Dive Brief:
- The California cities of Sacramento, West Sacramento and Davis are working together to launch an electric bike-sharing program by May 15, 2018.
- The cities have been doing a bike share "preview" — or pilot program — since May 2017 with 50 traditional bikes. The permanent system will have 300 e-bikes to begin, and another 600 will be added within a few months.
- The pedal-assist e-bikes allow riders to reach speeds of up to 20 miles per hour.
Dive Insight:
To go directly from no bike-share system to an e-bike system without a full-scale traditional system in between is a bold move. Technically the "preview" is a traditional system, but it was always intended to be temporary, and with only 50 bikes it's a far cry from most full-scale bike shares.

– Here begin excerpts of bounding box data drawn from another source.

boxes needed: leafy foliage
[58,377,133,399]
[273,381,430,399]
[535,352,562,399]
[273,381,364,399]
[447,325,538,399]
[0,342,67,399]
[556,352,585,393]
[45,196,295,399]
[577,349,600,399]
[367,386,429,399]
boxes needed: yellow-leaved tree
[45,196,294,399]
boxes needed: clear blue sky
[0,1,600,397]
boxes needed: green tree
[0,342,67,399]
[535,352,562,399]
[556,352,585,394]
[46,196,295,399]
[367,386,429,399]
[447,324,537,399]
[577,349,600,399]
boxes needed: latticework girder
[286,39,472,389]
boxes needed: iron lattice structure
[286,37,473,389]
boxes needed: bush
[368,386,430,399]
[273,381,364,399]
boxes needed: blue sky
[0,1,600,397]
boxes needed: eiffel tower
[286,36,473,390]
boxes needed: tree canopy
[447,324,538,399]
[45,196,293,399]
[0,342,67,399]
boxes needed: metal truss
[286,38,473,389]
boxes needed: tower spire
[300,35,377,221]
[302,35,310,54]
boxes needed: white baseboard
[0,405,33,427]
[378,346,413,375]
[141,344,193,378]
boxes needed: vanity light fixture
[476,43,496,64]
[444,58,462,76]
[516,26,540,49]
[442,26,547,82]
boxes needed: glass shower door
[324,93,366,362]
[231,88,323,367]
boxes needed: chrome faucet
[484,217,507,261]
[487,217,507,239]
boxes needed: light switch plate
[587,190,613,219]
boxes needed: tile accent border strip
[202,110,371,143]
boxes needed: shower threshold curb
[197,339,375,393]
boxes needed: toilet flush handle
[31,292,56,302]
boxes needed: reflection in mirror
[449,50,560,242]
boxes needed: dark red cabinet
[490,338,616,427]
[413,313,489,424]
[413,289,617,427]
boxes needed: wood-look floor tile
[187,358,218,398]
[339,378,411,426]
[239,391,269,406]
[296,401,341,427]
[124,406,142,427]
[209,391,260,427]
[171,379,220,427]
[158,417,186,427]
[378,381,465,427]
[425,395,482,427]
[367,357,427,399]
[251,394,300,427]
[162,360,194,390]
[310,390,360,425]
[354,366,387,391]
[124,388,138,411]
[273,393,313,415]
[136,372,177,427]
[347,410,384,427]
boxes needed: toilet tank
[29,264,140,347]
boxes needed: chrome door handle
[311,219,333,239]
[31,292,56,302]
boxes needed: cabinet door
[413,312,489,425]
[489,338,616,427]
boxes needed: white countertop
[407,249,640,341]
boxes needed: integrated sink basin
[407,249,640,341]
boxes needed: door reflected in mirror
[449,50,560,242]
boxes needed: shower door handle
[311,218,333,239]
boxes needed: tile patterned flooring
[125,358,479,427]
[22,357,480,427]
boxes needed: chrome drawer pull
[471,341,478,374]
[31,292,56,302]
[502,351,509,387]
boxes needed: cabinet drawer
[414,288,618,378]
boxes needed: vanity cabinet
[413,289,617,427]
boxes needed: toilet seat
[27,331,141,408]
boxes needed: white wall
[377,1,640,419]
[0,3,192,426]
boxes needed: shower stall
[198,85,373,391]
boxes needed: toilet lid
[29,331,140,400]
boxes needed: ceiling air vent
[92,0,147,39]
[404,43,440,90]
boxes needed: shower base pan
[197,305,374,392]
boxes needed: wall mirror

Yet, the preview still provides the cities with data on which to build a strong system, such as whether residents and visitors would use the bikes and where to locate the stations. The system's success prompted leaders to move forward with their public-private partnership with bike-share service provider Social Bicycles (SoBi) to implement the larger scale, more capital intensive e-bike system.
It seems appropriate that Davis finally is part of a bike-sharing system, considering the small city was the first in the country to paint dedicated bike lanes back in 1967, it is home to the United States Bicycling Hall of Fame and about a quarter of its population reports biking to work. But with only 68,000 people and less than 10 square miles of land, it would have been hard for the city to pull off a scalable bike-share program on its own. Other municipalities are also exploring and finding success with forming partnerships to develop programs, such as the 16 small Boston suburbs that banded together to form their own bike-share system.